# Low Res CD



## Andrew Vlcek (May 27, 2011)

For those of you who sell low res CDs to clients, what dpi and size do you scale the photos down to?  Im trying to find a good size that is ok to use on facebook or online albums, but small enough that it will not print great.


----------



## KmH (May 28, 2011)

First off, PPI would be meaningless. You could make the PPI = 1 if you want. It won't have any effect on how the photo looks on the CD.

PPI has no meaning until an image will be printed, and the PPI could be re-set by the client from whatever you value you used. 

All that matters is the pixel dimensions and the file size. For online use I limit pixel dimension to 600 px on the long side.

Most commercial clients don't need more than 400 px on the long side for online use.


----------



## Andrew Vlcek (May 28, 2011)

Maybe we are talking about 2 different things.

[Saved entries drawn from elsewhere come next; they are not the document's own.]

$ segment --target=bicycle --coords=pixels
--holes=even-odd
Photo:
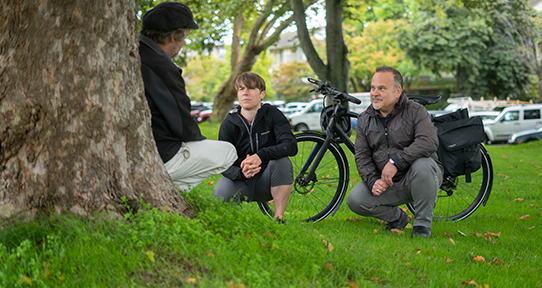
[[[329,81],[320,82],[308,79],[318,86],[311,92],[331,97],[332,104],[322,109],[320,122],[322,132],[303,131],[295,135],[298,154],[291,157],[294,167],[294,185],[288,200],[285,216],[292,220],[317,222],[329,215],[335,215],[347,192],[350,180],[348,159],[343,147],[355,154],[354,143],[350,139],[351,118],[358,114],[344,108],[347,102],[360,104],[361,101],[330,86]],[[410,95],[409,99],[422,105],[437,103],[439,95]],[[480,205],[486,205],[493,185],[493,166],[489,153],[480,143],[482,166],[471,174],[471,182],[465,176],[444,175],[434,209],[435,219],[459,221],[469,217]],[[272,203],[258,203],[261,211],[273,217]],[[412,204],[408,209],[416,214]]]

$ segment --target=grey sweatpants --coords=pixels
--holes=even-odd
[[[420,158],[401,181],[394,182],[380,196],[373,195],[364,182],[359,183],[348,194],[347,204],[356,214],[391,222],[401,216],[399,205],[414,203],[413,226],[431,228],[443,174],[433,159]]]
[[[235,201],[258,201],[266,202],[273,199],[271,187],[290,185],[294,183],[293,167],[290,158],[284,157],[269,161],[262,173],[246,181],[233,181],[222,177],[216,183],[213,196],[224,198],[229,202]]]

Is ppi and dpi the same thing? Ppi=pixels per inch and dpi=dots per inch. If I were to change the dpi from 300 to 72, the physical print size does not change, however it will shrink the photo if viewing on a computer screen. It will become much smaller at 72dpi.


----------



## orljustin (May 29, 2011)

No it won't.  The only that that matters is the w x h pixel dimensions.  dpi is only used when printing.


----------



## KmH (May 29, 2011)

A short discussion of how DPI and PPI differ. DPI and PPI Explained &#8211; Andrew Dacey Photography

The 2 terms are not interchangeable.

More DPI - PPI facts. http://www.unleash.com/knpepper/dpi/


----------



## Andrew Vlcek (May 30, 2011)

The size does in fact change on my screen. For example, let's say an image of 400 pixels wide with a dpi of 100 and a screen res of 100. You change the dpi to 200 and the image will now be displayed at half the size, only 200 pixels wide. However, the print size doesn't change. Open an image in photoshop and try it. just change the dpi and you'll see your image displayed smaller. You'll also see as soon as you change the dpi, the pixel dementions change automatically.


----------



## Andrew Vlcek (May 30, 2011)

Oops sorry, typo. Changing from 100 dpi to 200 doubles the size on the screen, not half.


----------



## Robin Usagani (May 30, 2011)

Go to facebook, right click on someone image, see the pixel x pixel size.  Make it that size.


----------